Yes, they are two separate programs.  SVN Elite status is something you achieve depending on the number of weeks/StarOptions you own (developer purchased only).  There are three levels of Elite status: 3 Star, 4 Star, & 5 Star.  If you reach 5 Star Elite (559,000 StarOptions), you will get SPG Platinum for life.  With 5 Star Elite you're also supposed to get automatic upgrades 60 days out at SVN timeshares.  SPG Platinum status only works for hotel upgrades; it doesn't have anything to do with timeshare upgrades.

See this earlier post for more information on SVN Elite:

http://www.tugbbs.com/forums/showthread.php?t=13311

Glorian


----------



## JudyS (Feb 23, 2006)

grgs said:
			
		

> ...If you reach 5 Star Elite (559,000 StarOptions), you will get SPG Platinum for life. ...



Interesting --  would you still get 5 Star Elite & SPG Platinum for life if you got your 559,000 StarOptions by buying resale units at SVN mandatory resorts?


----------



## DeniseM (Feb 23, 2006)

JudyS said:
			
		

> Interesting --  would you still get 5 Star Elite & SPG Platinum for life if you got your 559,000 StarOptions by buying resale units at SVN mandatory resorts?



NO - only weeks purchased from the developer count towards Elite status...


----------



## dss (Feb 23, 2006)

Also, it's worth noting that only the first 2000 5 Star Elite members get the SPG Platinum Status and then it's gone forever.

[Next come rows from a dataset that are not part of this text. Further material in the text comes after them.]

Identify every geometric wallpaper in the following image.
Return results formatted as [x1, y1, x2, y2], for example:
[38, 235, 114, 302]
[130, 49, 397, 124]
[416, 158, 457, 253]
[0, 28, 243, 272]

They are pretty serious about not wanting to dilute the benefits. I made SPG Plat the hard way last year and the benefits are substantial over SPG Gold, especially suite upgrades at hotels.


----------



## iluvwdw (Feb 24, 2006)

dss said:
			
		

> Also, it's worth noting that only the first 2000 5 Star Elite members get the SPG Platinum Status and then it's gone forever. They are pretty serious about not wanting to dilute the benefits. I made SPG Plat the hard way last year and the benefits are substantial over SPG Gold, especially suite upgrades at hotels.



I honestly think there are MANY benefits of Gold membership...


----------



## dss (Feb 24, 2006)

I never said that SPG gold wasn't worthwhile, just that the experience as a SPG Plat has been a significant improvement, especially room assignments including a pretty high percentage of suite upgrades as hotels.


----------